Impact of postprandial and fasting glucose concentrations on HbA1c in patients with type 2 diabetes.

AIM: This study aimed to assess the relative contributions of postprandial and fasting glucose concentrations to overall hyperglycaemia. METHODS: Patients with type 2 diabetes (n=973) carried out self-monitored blood glucose (SMBG) profiles on entry into the European Exenatide (EUREXA) trial. Glucose area under the curve was calculated for postprandial excursions (AUC(ppg)) and total daytime concentrations >6.1 mmol/L (AUC(total)), as well as for the percentage of glycaemia due to postprandial excursions (%(ppg)). In addition, OGTT scores were assessed for each patient. Results were evaluated according to defined HbA(1c) categories.
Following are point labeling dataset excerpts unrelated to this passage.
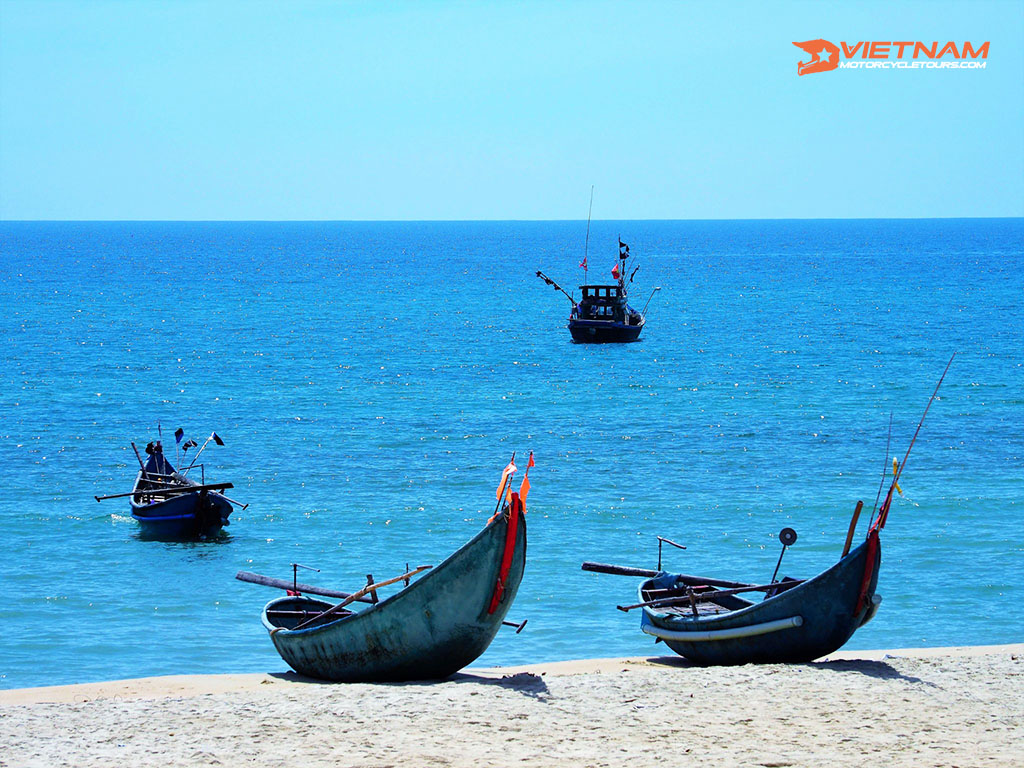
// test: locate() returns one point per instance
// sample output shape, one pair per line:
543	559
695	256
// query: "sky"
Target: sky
420	111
RESULTS: There was a significant linear relationship between HbA(1c) and the derived variables of AUC(ppg), AUC(total) and %(ppg) (P<0.001 for each), with explained variance greatest for AUC(total) (r(2)=37.4%). AUC(ppg) increased only slightly up to an HbA(1c) of 7.0%, but showed a steeper increase in higher HbA(1c) categories. Also, the increase in AUC(total) with increasing HbA(1c) was much more pronounced. As a result, the postprandial glucose excursion as a proportion of total glucose (%(ppg)) decreased across HbA(1c) categories from 61.0% at HbA(1c)<6.5% to 22.0% at HbA(1c)≥9.0%. HOMA-IR remained virtually unchanged through all HbA(1c) categories, while HOMA-B showed no large changes up to HbA(1c) 7.0%, but then decreased at higher HbA(1c) values. The ΔI30/ΔG30 ratio decreased in the HbA(1c) 7.0-7.9% category, but did not change greatly at higher HbA(1c) categories. CONCLUSION: With increasing HbA(1c), there was a decrease in the contribution of postprandial hyperglycaemia to total glycaemia, and fasting hyperglycaemia became more important. This is consistent with impaired insulin release, particularly first-phase release, at higher HbA(1c) levels.